Ahora bien, la dinámica espontánea no se detiene ahí. La precariedad de la
unión entre las imágenes que fingen la muerte y las que nos muestran mirando
adopta una forma de bucle. El ánimo queda “engarzado” en un ciclo iterativo que
reproduce la inquietud del abismo y la esperanza de la continuidad. En efecto,
el ánimo reacciona ante las imágenes que anuncian la muerte irrepresentable prestando
atención a una imagen de nosotros mismos como testigos de esa ficción. Pero, al
reaccionar así, la primera imagen, la que provoca la inquietud, no desaparece.

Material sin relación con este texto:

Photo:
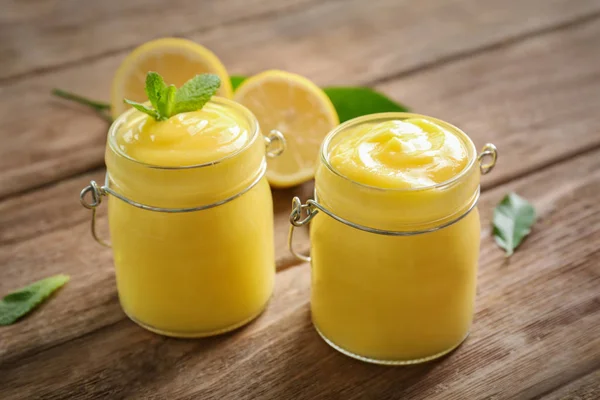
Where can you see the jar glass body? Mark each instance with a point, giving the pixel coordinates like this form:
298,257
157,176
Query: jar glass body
199,273
394,299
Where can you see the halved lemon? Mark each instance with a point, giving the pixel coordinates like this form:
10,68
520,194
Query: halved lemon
177,60
300,110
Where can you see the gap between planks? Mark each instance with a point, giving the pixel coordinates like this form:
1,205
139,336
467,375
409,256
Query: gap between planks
87,59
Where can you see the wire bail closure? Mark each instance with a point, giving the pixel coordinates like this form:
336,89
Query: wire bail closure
312,208
275,144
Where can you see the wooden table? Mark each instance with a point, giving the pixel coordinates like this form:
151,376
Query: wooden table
524,75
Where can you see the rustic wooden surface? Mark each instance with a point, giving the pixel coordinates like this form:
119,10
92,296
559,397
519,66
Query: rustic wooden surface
522,74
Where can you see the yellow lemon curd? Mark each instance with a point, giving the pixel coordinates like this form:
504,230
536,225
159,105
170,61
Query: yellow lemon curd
197,273
395,299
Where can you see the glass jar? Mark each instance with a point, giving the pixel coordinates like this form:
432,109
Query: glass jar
393,270
192,245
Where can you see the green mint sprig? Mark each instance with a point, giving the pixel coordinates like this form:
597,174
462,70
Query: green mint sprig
21,302
167,100
349,102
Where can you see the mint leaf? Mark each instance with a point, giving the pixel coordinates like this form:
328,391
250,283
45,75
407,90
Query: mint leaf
236,80
195,93
165,104
513,218
143,108
352,102
21,302
155,87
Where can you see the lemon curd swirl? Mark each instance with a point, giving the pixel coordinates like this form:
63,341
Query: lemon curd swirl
395,299
412,153
200,273
185,139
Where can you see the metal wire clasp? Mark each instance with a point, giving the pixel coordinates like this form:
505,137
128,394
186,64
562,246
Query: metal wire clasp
96,199
489,150
296,220
312,208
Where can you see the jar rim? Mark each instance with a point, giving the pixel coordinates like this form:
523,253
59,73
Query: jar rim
472,152
245,112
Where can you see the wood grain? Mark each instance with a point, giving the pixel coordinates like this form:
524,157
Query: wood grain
47,232
41,35
535,328
63,140
584,388
51,219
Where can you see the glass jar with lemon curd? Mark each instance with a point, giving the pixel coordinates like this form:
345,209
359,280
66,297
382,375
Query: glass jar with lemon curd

En lugar de conducir a expulsar la causa de la inquietud, la reacción lleva a
retenerla como objeto de la mirada imaginada. Y, a su vez, retener la imagen que
fabula nuestra muerte provoca que la reacción continúe, esto es, hace que la mente
siga prestando atención al simulacro que nos muestra expectantes. Y así
indefinidamente: la imagen que finge nuestra muerte mueve al ánimo a anticipar
la imagen que nos figura mirando; pero, la acción imaginada de mirar arrastra
consigo la necesidad de que haya algo que sea mirado. Lo mirado entonces es la
ficción de la muerte que, de este modo, es retenida en lugar de expulsada y
desencadena un bucle de inquietud y esperanza que se reproduce por sí mismo. El
efecto que resulta de este ciclo recurrente es esa pulsión inútil por huir de
uno mismo a la que Lucrecio se refiere en varios momentos de la última parte
del libro III, pero con especial énfasis en los versos 1068-1069: “es así como
cada uno huye de sí mismo, pero como esa huida es sin duda imposible, queda a
su pesar encadenado a este sí mismo y lo odia” [13].
Imaginarnos
mirando las imágenes de cosas que fabulan nuestra ausencia (esas cosas que se
parecen a las “que en la oscuridad temen los niños e imaginan inminentes” (III,
89-90) sujeta esas imágenes a un mecanismo iterativo que “enturbia en sus
mismas raíces la vida de los hombres, ensombreciéndolo todo con el negror de la
muerte y sin dejarnos un solo gozo límpido y puro” (III, 37-40). Esa pulsión inútil
por huir de uno mismo que en su mismo escapar reproduce aquello de lo que huye
tiene la misma forma iterativa que los mitos atribuyen a los castigos del
“profundo Aqueronte”. Es, digamos, como “echar agua en un vaso agujereado”
(III, 1009).
Disponemos
ahora ya entonces de todos los elementos para poder explicar cómo la creencia
en el alma separable e inmortal se produce por medio de un mecanismo relativamente
independiente de los cultos religiosos o de las mitologías que históricamente la
han alentado y explotado. El alma separable e inmortal tiene su base material
primera en la transformación de la acción de imaginar en una imagen que nos
muestra mirando. Esa base primera se produce, se constituye como reacción ante
la inquietud que al ánimo le ocasiona toparse con sus propios límites, con la incapacidad
para imaginar la imagen que nadie mira. Pero, cuando el ánimo atiende entonces
a las ficciones de “la imagen que nadie mira”, esto es, de la muerte, la reacción
equilibradora reintroduce la inquietud y queda engarzada en un ciclo iterativo de
imágenes de nuestra acción de mirar y de las ficciones de la muerte miradas, en
un juego de reenvíos infinito en el que ambos extremos se movilizan
incesantemente entre sí. En este segundo momento, la imagen que nos muestra
mirando queda atrapada en un automatismo. La dinámica casi independiente de
este automatismo combinada con la exclusión de la acción real de imaginar que
resulta de su constitución como imagen hace que el simulacro que nos representa
mirando se presente a sí mismo como un fantasma separable de toda corporalidad.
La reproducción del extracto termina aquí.